This appeal concerns the liability of a company director for the company’s failure to put in place appropriate employers’ liability insurance.mcgregor_douglas_0

There has been some discussion regarding the merits of the decision of the English Court of Appeal in the case of Richardson v Pitt-Stanley [1995] QB 123 over the last 20 years (see, for example, paragraphs 5.15 & 13.12 of Munkman on Employer’s Liability, 16th Edition). The Supreme Court has now been asked to clarify the extent of the obligations on companies and their directors in relation to employers’ liability insurance.

The Background

The pursuer, Mr Campbell, was employed as an apprentice joiner by Peter Gordon Joiners Ltd. In June 2006 he was injured by a circular saw while at work but the employers’ liability insurance policy taken out by his employer did not provide cover for the use of electrically powered woodworking machinery.

Mr Campbell’s employer went into voluntary liquidation in 2009 and had no funds to meet the pursuer’s claim. The pursuer therefore also sued Peter Gordon, the sole director of the company, for breach of statutory duty to effect insurance.

Mr Gordon, the defender in this case, disputes the circumstances of the accident, alleging that it was the pursuer’s fault, and disputes whether he was responsible for the admitted lack of insurance cover. Leaving aside this factual dispute, he also argues that civil liability does not attach to a director even where there has been a breach of the Employers’ Liability (Compulsory Insurance) Act 1969. It is this line of defence is now in the Supreme Court.

The relevant statutory provisions

SThe Employers’ Liability (Compulsory Insurance) Act 1969, ss 1 and 5 provide:

1. Insurance against liability for employees

(1)        Except as otherwise provided by this Act, every employer carrying on any business in Great Britain shall insure, and maintain insurance, under one or more approved policies with an authorised insurer or insurers against liability for bodily injury or disease sustained by his employees, and arising out of and in the course of their employment in Great Britain in that business, but except in so far as regulations otherwise provide not including injury or disease suffered or contracted outside Great Britain. …

5. Penalty for failure to insure.

An employer who on any day is not insured in accordance with this Act when required to be so shall be guilty of an offence and shall be liable on summary conviction to a fine not exceeding level 4 on the standard scale;  and where an offence under this section committed by a corporation has been committed with the consent or connivance of, or facilitated by any neglect on the part of, any director, manager, secretary or other officer of the corporation, he, as well as the corporation shall be deemed to be guilty of that offence and shall be liable to be proceeded against and punished accordingly.

Proceedings in the Outer House

In the Outer House, the court held that a director can be civilly liable for breach of the qualified statutory duty imposed by the Act. Lord Glennie accepted that the general rule is that where an act enforces performance of an obligation in a specified manner, then performance cannot be enforced in any other manner.

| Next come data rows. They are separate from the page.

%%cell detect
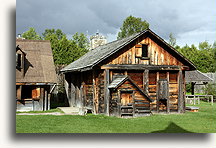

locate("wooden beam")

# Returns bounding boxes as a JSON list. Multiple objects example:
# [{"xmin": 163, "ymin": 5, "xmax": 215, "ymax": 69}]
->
[
  {"xmin": 104, "ymin": 69, "xmax": 110, "ymax": 116},
  {"xmin": 101, "ymin": 64, "xmax": 182, "ymax": 70},
  {"xmin": 143, "ymin": 69, "xmax": 149, "ymax": 94},
  {"xmin": 167, "ymin": 72, "xmax": 170, "ymax": 113},
  {"xmin": 47, "ymin": 93, "xmax": 51, "ymax": 110},
  {"xmin": 178, "ymin": 70, "xmax": 184, "ymax": 113},
  {"xmin": 40, "ymin": 88, "xmax": 44, "ymax": 111},
  {"xmin": 156, "ymin": 72, "xmax": 159, "ymax": 113},
  {"xmin": 44, "ymin": 89, "xmax": 48, "ymax": 111},
  {"xmin": 92, "ymin": 70, "xmax": 97, "ymax": 114},
  {"xmin": 191, "ymin": 82, "xmax": 196, "ymax": 95}
]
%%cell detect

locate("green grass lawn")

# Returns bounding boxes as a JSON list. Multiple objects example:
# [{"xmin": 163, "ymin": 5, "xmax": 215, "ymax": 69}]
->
[{"xmin": 16, "ymin": 102, "xmax": 216, "ymax": 133}]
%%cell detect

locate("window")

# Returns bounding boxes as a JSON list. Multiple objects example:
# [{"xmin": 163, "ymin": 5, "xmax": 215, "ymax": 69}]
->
[
  {"xmin": 142, "ymin": 44, "xmax": 148, "ymax": 57},
  {"xmin": 16, "ymin": 53, "xmax": 22, "ymax": 68}
]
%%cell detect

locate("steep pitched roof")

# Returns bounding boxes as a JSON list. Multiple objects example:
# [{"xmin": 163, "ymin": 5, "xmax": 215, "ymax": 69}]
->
[
  {"xmin": 16, "ymin": 39, "xmax": 57, "ymax": 83},
  {"xmin": 108, "ymin": 75, "xmax": 152, "ymax": 102},
  {"xmin": 185, "ymin": 70, "xmax": 213, "ymax": 83},
  {"xmin": 61, "ymin": 29, "xmax": 196, "ymax": 72}
]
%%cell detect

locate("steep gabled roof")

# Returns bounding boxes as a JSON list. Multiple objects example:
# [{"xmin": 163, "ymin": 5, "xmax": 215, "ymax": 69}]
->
[
  {"xmin": 16, "ymin": 39, "xmax": 57, "ymax": 83},
  {"xmin": 61, "ymin": 29, "xmax": 196, "ymax": 72},
  {"xmin": 108, "ymin": 75, "xmax": 152, "ymax": 102}
]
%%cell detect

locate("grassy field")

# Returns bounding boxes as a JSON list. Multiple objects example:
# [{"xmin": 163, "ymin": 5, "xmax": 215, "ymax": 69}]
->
[{"xmin": 16, "ymin": 102, "xmax": 216, "ymax": 133}]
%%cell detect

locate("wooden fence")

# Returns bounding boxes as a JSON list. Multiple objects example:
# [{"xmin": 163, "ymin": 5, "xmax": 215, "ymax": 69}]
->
[{"xmin": 186, "ymin": 95, "xmax": 214, "ymax": 105}]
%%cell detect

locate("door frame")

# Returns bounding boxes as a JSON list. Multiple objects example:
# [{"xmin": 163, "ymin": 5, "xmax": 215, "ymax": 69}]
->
[
  {"xmin": 117, "ymin": 89, "xmax": 135, "ymax": 117},
  {"xmin": 156, "ymin": 78, "xmax": 170, "ymax": 113}
]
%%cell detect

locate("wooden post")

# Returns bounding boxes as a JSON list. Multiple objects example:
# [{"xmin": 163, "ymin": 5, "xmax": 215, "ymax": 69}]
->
[
  {"xmin": 117, "ymin": 90, "xmax": 121, "ymax": 117},
  {"xmin": 143, "ymin": 69, "xmax": 149, "ymax": 94},
  {"xmin": 178, "ymin": 70, "xmax": 184, "ymax": 113},
  {"xmin": 104, "ymin": 69, "xmax": 110, "ymax": 116},
  {"xmin": 191, "ymin": 82, "xmax": 196, "ymax": 95},
  {"xmin": 156, "ymin": 72, "xmax": 159, "ymax": 113},
  {"xmin": 92, "ymin": 70, "xmax": 97, "ymax": 114},
  {"xmin": 44, "ymin": 89, "xmax": 47, "ymax": 111},
  {"xmin": 167, "ymin": 72, "xmax": 170, "ymax": 113},
  {"xmin": 47, "ymin": 86, "xmax": 51, "ymax": 110},
  {"xmin": 40, "ymin": 88, "xmax": 44, "ymax": 111}
]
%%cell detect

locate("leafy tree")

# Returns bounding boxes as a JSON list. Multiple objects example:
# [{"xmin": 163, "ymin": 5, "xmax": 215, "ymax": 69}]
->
[
  {"xmin": 117, "ymin": 15, "xmax": 149, "ymax": 39},
  {"xmin": 22, "ymin": 27, "xmax": 42, "ymax": 40},
  {"xmin": 169, "ymin": 33, "xmax": 176, "ymax": 47}
]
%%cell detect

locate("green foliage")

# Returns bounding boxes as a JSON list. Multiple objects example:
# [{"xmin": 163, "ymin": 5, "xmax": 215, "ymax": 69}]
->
[
  {"xmin": 16, "ymin": 102, "xmax": 216, "ymax": 133},
  {"xmin": 117, "ymin": 15, "xmax": 149, "ymax": 39},
  {"xmin": 22, "ymin": 27, "xmax": 42, "ymax": 40},
  {"xmin": 176, "ymin": 41, "xmax": 216, "ymax": 73},
  {"xmin": 186, "ymin": 83, "xmax": 192, "ymax": 92}
]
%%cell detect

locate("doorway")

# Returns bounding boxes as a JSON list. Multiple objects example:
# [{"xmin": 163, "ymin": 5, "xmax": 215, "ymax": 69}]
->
[{"xmin": 157, "ymin": 79, "xmax": 169, "ymax": 112}]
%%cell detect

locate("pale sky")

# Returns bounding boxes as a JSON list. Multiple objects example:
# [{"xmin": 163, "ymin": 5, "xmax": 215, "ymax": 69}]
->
[{"xmin": 16, "ymin": 0, "xmax": 216, "ymax": 46}]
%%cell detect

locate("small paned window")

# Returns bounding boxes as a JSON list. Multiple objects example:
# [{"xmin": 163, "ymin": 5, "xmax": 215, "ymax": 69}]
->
[
  {"xmin": 16, "ymin": 53, "xmax": 22, "ymax": 68},
  {"xmin": 142, "ymin": 44, "xmax": 148, "ymax": 57}
]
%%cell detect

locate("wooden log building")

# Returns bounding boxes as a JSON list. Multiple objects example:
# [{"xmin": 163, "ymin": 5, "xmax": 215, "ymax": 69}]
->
[
  {"xmin": 61, "ymin": 29, "xmax": 196, "ymax": 117},
  {"xmin": 16, "ymin": 39, "xmax": 57, "ymax": 111}
]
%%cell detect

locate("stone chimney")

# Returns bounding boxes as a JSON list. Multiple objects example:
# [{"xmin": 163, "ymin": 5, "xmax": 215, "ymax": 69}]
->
[{"xmin": 90, "ymin": 32, "xmax": 107, "ymax": 49}]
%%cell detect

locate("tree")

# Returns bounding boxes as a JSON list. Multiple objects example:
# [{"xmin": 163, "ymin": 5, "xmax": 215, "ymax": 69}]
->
[
  {"xmin": 117, "ymin": 15, "xmax": 149, "ymax": 39},
  {"xmin": 169, "ymin": 33, "xmax": 176, "ymax": 47},
  {"xmin": 22, "ymin": 27, "xmax": 42, "ymax": 40}
]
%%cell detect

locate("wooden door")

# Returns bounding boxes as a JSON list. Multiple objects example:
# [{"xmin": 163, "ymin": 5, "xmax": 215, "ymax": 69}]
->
[
  {"xmin": 157, "ymin": 79, "xmax": 169, "ymax": 111},
  {"xmin": 121, "ymin": 91, "xmax": 133, "ymax": 106}
]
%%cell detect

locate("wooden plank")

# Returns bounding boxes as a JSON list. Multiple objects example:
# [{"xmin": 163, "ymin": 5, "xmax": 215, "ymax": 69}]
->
[
  {"xmin": 47, "ymin": 93, "xmax": 51, "ymax": 110},
  {"xmin": 101, "ymin": 64, "xmax": 181, "ymax": 70},
  {"xmin": 178, "ymin": 70, "xmax": 184, "ymax": 113},
  {"xmin": 167, "ymin": 72, "xmax": 170, "ymax": 113},
  {"xmin": 104, "ymin": 69, "xmax": 110, "ymax": 116},
  {"xmin": 143, "ymin": 69, "xmax": 149, "ymax": 94},
  {"xmin": 39, "ymin": 88, "xmax": 44, "ymax": 110},
  {"xmin": 44, "ymin": 89, "xmax": 47, "ymax": 111},
  {"xmin": 156, "ymin": 72, "xmax": 159, "ymax": 113}
]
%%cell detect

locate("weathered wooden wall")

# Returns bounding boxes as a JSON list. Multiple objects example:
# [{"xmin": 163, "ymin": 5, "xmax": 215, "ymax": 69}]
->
[
  {"xmin": 107, "ymin": 38, "xmax": 183, "ymax": 66},
  {"xmin": 16, "ymin": 85, "xmax": 50, "ymax": 111},
  {"xmin": 109, "ymin": 80, "xmax": 150, "ymax": 117}
]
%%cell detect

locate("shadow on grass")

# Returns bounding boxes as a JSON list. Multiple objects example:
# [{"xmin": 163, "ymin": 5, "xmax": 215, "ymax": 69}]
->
[{"xmin": 152, "ymin": 122, "xmax": 193, "ymax": 133}]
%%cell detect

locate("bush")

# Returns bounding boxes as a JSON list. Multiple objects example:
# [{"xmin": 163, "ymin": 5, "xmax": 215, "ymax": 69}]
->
[{"xmin": 204, "ymin": 84, "xmax": 216, "ymax": 96}]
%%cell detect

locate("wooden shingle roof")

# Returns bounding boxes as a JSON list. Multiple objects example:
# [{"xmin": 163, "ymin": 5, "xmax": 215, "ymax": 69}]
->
[
  {"xmin": 16, "ymin": 39, "xmax": 57, "ymax": 83},
  {"xmin": 61, "ymin": 29, "xmax": 196, "ymax": 73}
]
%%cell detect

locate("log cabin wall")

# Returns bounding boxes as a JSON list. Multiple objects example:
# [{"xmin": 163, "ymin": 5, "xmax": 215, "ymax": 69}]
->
[
  {"xmin": 109, "ymin": 80, "xmax": 150, "ymax": 117},
  {"xmin": 107, "ymin": 37, "xmax": 183, "ymax": 66}
]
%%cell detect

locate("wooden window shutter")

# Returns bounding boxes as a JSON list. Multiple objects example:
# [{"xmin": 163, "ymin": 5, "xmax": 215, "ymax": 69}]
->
[{"xmin": 135, "ymin": 44, "xmax": 142, "ymax": 57}]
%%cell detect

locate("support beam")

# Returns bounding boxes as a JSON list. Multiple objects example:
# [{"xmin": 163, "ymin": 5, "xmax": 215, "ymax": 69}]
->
[
  {"xmin": 156, "ymin": 72, "xmax": 159, "ymax": 113},
  {"xmin": 191, "ymin": 82, "xmax": 196, "ymax": 95},
  {"xmin": 44, "ymin": 89, "xmax": 48, "ymax": 111},
  {"xmin": 101, "ymin": 64, "xmax": 186, "ymax": 70},
  {"xmin": 47, "ymin": 94, "xmax": 51, "ymax": 110},
  {"xmin": 104, "ymin": 69, "xmax": 110, "ymax": 116},
  {"xmin": 167, "ymin": 72, "xmax": 170, "ymax": 113},
  {"xmin": 178, "ymin": 70, "xmax": 184, "ymax": 113},
  {"xmin": 143, "ymin": 69, "xmax": 149, "ymax": 94},
  {"xmin": 40, "ymin": 88, "xmax": 44, "ymax": 111}
]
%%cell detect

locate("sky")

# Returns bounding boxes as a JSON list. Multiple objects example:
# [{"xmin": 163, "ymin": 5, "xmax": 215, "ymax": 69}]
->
[{"xmin": 16, "ymin": 0, "xmax": 216, "ymax": 46}]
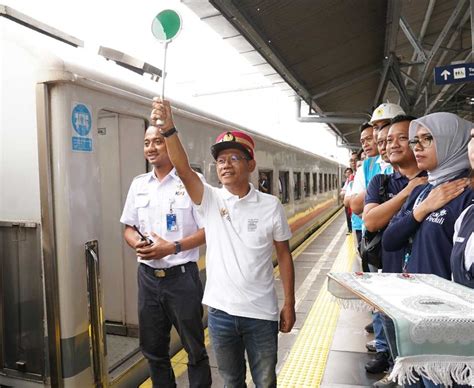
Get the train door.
[97,111,146,371]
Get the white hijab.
[409,112,474,186]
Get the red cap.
[211,131,255,159]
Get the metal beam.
[209,0,347,142]
[311,68,380,100]
[374,55,392,107]
[384,0,402,58]
[399,70,418,85]
[400,16,426,62]
[413,13,469,107]
[413,0,467,107]
[374,0,402,107]
[295,97,370,124]
[470,0,474,62]
[407,0,436,82]
[390,57,410,111]
[298,116,367,125]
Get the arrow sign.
[434,63,474,85]
[441,70,451,81]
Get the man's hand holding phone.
[133,225,175,260]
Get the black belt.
[140,261,197,278]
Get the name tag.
[247,218,258,232]
[166,213,178,232]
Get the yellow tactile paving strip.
[278,232,356,388]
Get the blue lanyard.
[402,185,433,273]
[412,185,433,211]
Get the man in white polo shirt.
[151,99,295,388]
[120,126,211,388]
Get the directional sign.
[435,63,474,85]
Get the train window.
[258,170,273,194]
[293,172,301,201]
[303,172,311,197]
[278,171,290,203]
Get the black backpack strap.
[379,174,390,203]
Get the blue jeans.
[208,307,278,388]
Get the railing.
[85,240,108,388]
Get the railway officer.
[151,99,295,388]
[120,126,211,388]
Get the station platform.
[140,211,383,388]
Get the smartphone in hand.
[133,225,153,245]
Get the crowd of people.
[121,94,474,388]
[341,103,474,387]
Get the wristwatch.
[174,241,183,255]
[160,127,178,137]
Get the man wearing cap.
[151,99,295,388]
[351,102,405,214]
[120,126,212,388]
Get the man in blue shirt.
[363,115,426,386]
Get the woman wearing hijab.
[382,113,474,388]
[382,112,474,280]
[451,128,474,288]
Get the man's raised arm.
[150,97,204,205]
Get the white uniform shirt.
[120,169,203,268]
[453,205,474,270]
[197,184,291,321]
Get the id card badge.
[166,213,178,232]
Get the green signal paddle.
[151,9,181,125]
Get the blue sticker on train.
[72,136,92,152]
[71,104,92,136]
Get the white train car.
[0,6,343,388]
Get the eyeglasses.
[216,154,250,166]
[408,135,433,148]
[387,135,408,145]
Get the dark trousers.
[138,263,211,388]
[344,207,352,232]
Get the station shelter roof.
[182,0,474,147]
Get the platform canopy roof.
[182,0,474,147]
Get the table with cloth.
[328,272,474,387]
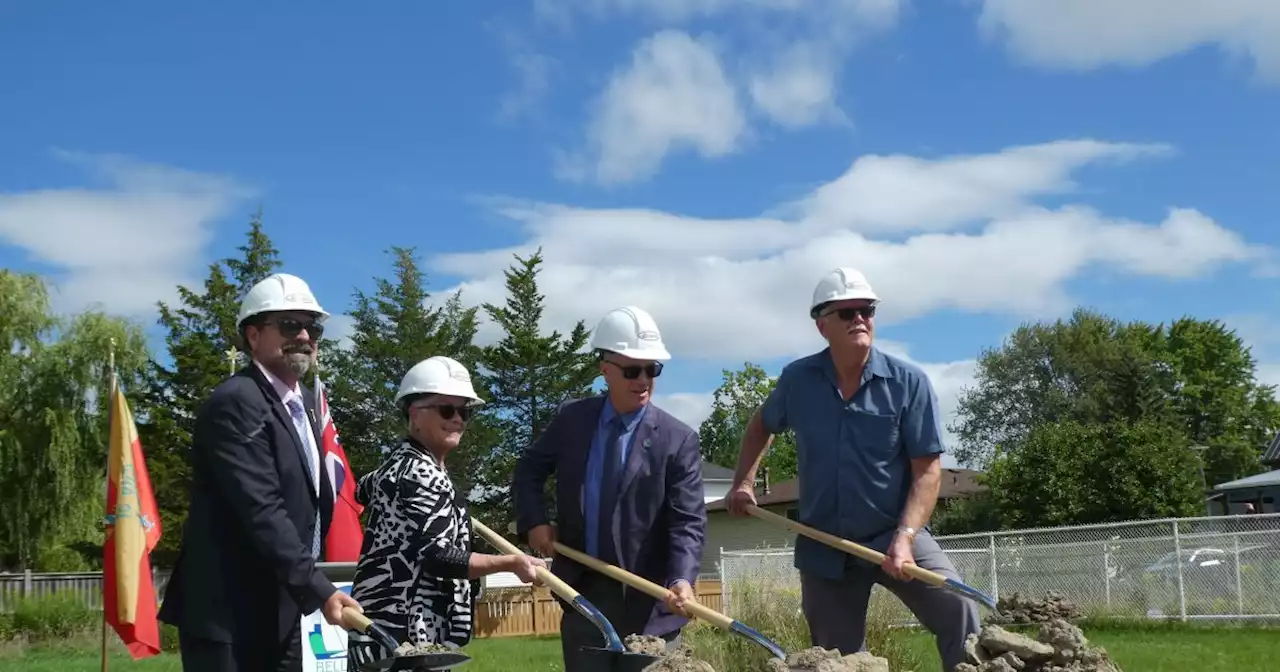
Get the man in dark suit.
[160,274,360,672]
[512,306,707,672]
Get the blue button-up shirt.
[582,399,649,557]
[762,347,945,580]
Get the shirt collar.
[600,397,649,431]
[253,360,302,406]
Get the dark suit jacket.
[160,364,334,646]
[512,396,707,635]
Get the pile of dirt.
[769,646,888,672]
[955,618,1120,672]
[622,635,716,672]
[987,590,1080,625]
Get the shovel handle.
[471,518,579,602]
[556,541,733,630]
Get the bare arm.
[899,454,942,530]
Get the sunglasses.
[822,306,876,323]
[604,360,662,380]
[417,403,476,422]
[265,317,324,340]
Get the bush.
[685,581,929,672]
[9,591,102,641]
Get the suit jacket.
[159,362,335,645]
[512,396,707,635]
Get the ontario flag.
[316,371,365,562]
[102,375,160,659]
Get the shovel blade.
[579,646,662,672]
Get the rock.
[978,626,1055,669]
[954,618,1121,672]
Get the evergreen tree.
[138,211,280,563]
[320,247,492,483]
[476,250,599,530]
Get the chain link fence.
[719,513,1280,621]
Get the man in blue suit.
[512,306,707,672]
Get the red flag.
[102,376,160,659]
[316,371,365,562]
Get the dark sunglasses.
[604,360,662,380]
[822,306,876,323]
[419,403,476,422]
[264,317,324,340]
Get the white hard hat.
[236,273,329,326]
[591,306,671,361]
[396,355,484,406]
[809,266,879,317]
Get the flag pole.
[102,338,115,672]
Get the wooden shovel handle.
[556,541,733,630]
[746,504,947,586]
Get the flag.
[102,375,160,659]
[316,371,365,562]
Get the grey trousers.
[800,530,982,672]
[561,572,680,672]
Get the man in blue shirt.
[727,268,980,671]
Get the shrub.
[685,581,928,672]
[10,591,102,641]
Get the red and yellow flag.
[102,379,160,659]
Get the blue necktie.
[595,416,622,564]
[289,397,320,558]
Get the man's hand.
[320,590,365,627]
[529,525,556,558]
[663,579,698,618]
[881,532,915,581]
[508,556,547,586]
[724,483,755,516]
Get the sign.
[302,581,351,672]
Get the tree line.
[0,215,1280,571]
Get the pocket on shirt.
[845,411,901,456]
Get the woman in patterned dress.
[347,357,547,672]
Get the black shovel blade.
[579,646,662,672]
[360,653,471,672]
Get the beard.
[284,351,311,378]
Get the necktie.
[595,416,622,564]
[288,397,320,558]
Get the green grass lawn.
[0,625,1280,672]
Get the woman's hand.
[507,556,547,586]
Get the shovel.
[342,607,471,672]
[746,504,997,611]
[471,518,660,672]
[556,541,787,660]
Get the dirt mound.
[769,646,890,672]
[987,590,1080,625]
[622,635,716,672]
[955,618,1120,672]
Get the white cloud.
[558,31,746,184]
[978,0,1280,83]
[0,152,250,316]
[431,136,1266,361]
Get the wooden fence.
[0,571,721,637]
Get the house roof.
[1213,468,1280,490]
[703,460,733,481]
[1262,433,1280,467]
[707,468,987,511]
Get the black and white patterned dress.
[347,439,477,672]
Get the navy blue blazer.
[512,396,707,635]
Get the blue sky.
[0,0,1280,465]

However, he found that the pursuer’s claim fell within one of the recognised exceptions to that general rule: where the obligation imposed by the statute was imposed for the benefit of a particular class of individuals, then the statute may be taken to have created “a correlative right in those persons who may be injured by its contravention” (per Lord Kinnear, Black v Fife Coal Co. Ltd [1912] AC 149 at 165).

Lord Glennie’s view was that the Act was clearly for the benefit of employees. Its purpose, in combination with the Third Party (Rights Against Insurers) Act 1930, was to prevent them being left without a remedy if the employer becomes insolvent.

In contrast, the Court of Appeal in Richardson held that the Act was imposed both for the benefit of employers and employees and that breach of the Act did not give rise to any civil liability on the part of the company or an individual director/officer.

The appeal in the Inner House

All the judges in the Inner House accepted that the Act was for the benefit of the employees of the company. However, the majority (Lords Brodie and Malcolm) found that the duty in s 1(1) is imposed only on the company. As a result, if the Act created a civil right to claim then the right would be against the company only. That would be a “palpably redundant, worthless and perhaps illusory sort of right” against an insolvent and uninsured employer. Such a right would be “useless” and Parliament cannot have intended to create it. If there is no right against the company then there can be no right against a director, because it would be anomalous if there was a right to sue a director but not the company.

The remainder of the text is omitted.